Uang Kas Raib Rp600 Miliar, Mantan Dirut PNRI Bilang Tak Tahu
JAKARTA, iNews.id - Mantan Direktur Utama Perum Percetakan Negara Republik Indonesia (PNRI) Isnu Edhi Wijaya mengaku tidak tahu soal uang perusahaan Rp600 miliar yang raib dari kas konsorsium PNRI. Dia juga banyak bungkam saat ditanya persoalan itu.
Pengakuan Isnu terjadi ketika menjadi saksi di Pengadilan Tindak Pidana Korupsi (Tipikor) Jakarta, Senin (26/2/2018). Awalnya, jaksa Komisi Pemberantasan Korupsi (KPK) mencecar Isnu terkait harga AFIS yang seharusnya Rp2.000/keping justru dibayar oleh pemerintah seharga Rp5.000/keping.
Jika dikalikan jumlah penduduk saat itu yang mencapai 172 juta jiwa, jumlah uang yang dibayarkan berjumlah Rp600 miliar. Namun, Isnu mengaku tidak memahami hal tersebut.
“Pertama, saya tidak paham mengenai AFIS, mengenai harga struktur saya juga tidak paham. Yang saya paham, dalam konsorsium ada perwakilan dan mereka selalu memonitor dan melaporkan prestasi kerjanya,” ujar Isnu yang hadir sebagai saksi dalam sidang dengan terdakwa mantan Ketua DPR Setya Novanto.
Tak puas, jaksa kembali menanyakan perihal pembayaran dari kementerian terkait kepada konsorsium PNRI. Isnu lantas menerangkan mekanisme pembayaran. Menurutnya, pembayaran itu baru bisa dilakukan bila vendor mengerjakan proyek sesuai target.
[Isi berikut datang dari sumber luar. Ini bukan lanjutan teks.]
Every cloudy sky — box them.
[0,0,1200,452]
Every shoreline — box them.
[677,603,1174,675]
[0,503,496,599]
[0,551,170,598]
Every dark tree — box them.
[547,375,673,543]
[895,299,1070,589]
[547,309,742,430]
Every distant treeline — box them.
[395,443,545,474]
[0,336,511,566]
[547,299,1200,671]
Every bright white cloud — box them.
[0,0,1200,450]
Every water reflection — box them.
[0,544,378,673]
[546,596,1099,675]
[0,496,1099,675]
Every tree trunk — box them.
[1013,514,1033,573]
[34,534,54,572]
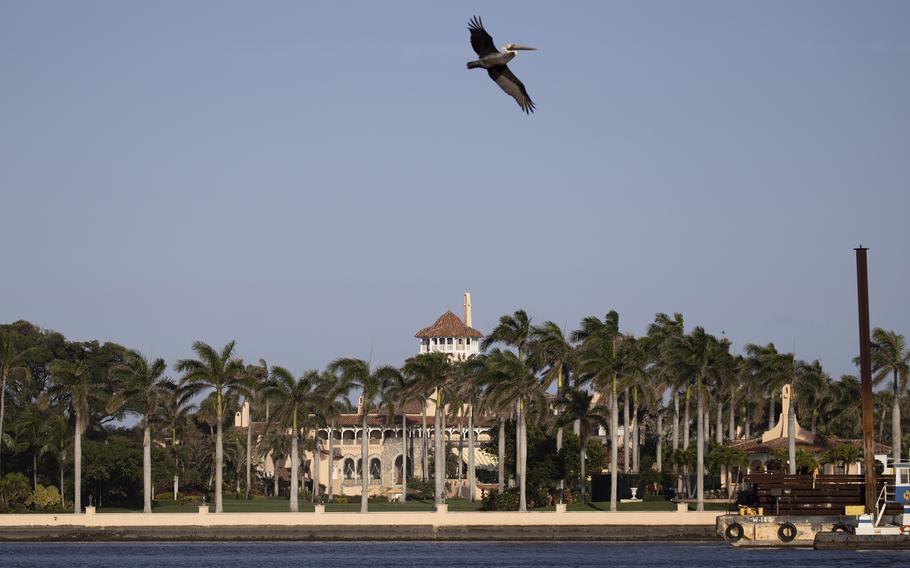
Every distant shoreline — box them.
[0,512,719,542]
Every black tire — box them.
[777,523,796,542]
[724,523,744,542]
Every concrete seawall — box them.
[0,513,719,541]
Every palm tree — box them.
[382,373,421,503]
[557,389,610,503]
[670,326,727,511]
[402,353,452,507]
[175,341,249,513]
[266,366,319,513]
[485,349,547,512]
[872,327,910,462]
[0,332,29,475]
[13,395,51,490]
[111,351,174,513]
[328,357,398,513]
[530,321,576,490]
[314,371,351,501]
[258,430,290,497]
[244,359,270,501]
[48,360,101,515]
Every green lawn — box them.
[98,497,727,513]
“Pertanyaan saya, Rp600 miliar ini kemana? Karena rekening konsorsium sudah habis. Uangnya kemana? Dilarikan kemana?” tanya jaksa KPK.
“Saya terus terang tidak paham mengenai AFIS bahkan nilainya pun saya tidak mengikuti,” jawab Isnu.
Jaksa kemudian langsung menduga bahwa uang itu hilang karena merupakan bagian dari fee commitment yang diserahkan pada sejumlah orang penerima aliran dana e-KTP. Namun, Isnu tetap bersikeras tidak mengetahui keberadaan uang tersebut.
“Saya tidak mengerti, terus terang,” ucap Isnu.
Seperti diketahui, konsorsium PNRI adalah perusahaan yang memenangkan tender proyek pengadaan e-KTP. Konsorsium itu terdiri atas Perum PNRI, PT Superintending Company of Indonesia (Sucofindo persero), PT LEN Industri (persero), PT Quadra Solution dan PT Sandipala Arthaputra. Diduga pemenangan tender ini sudah diatur sebelumnya agar dimenangkan oleh konsorsium PNRI.
Ketika bersaksi untuk terdakwa Direktur Utama PT Cahaya Wijaya Kusuma yang juga Direktur PT Murakabi Sejahtera Andi Agustinus alias Andi Narogong, Oktober 2017, Isnu Edhi Wijaya mengakui adanya lobi-lobi ke anggota DPR terkait proyek pengadaan e-KTP.
Menurut dia, setelah dimenangkan oleh konsorsium Perum PNRI, ada adendum kontrak hingga sembilan kali, termasuk di dalamnya untuk pembayaran terakhir dari Kemendagri ke konsorsium. Dalam dokumen yang dimiliki jaksa, Isnu mencantumkan ada 10 risiko dalam proyek pengadaan e-KTP. Salah satunya risiko politik yang masuk kategori pemerintah. Untuk mengatasi risiko politik terkait pembahasan dan persetujuan anggaran, perlu dilakukan lobi ke DPR.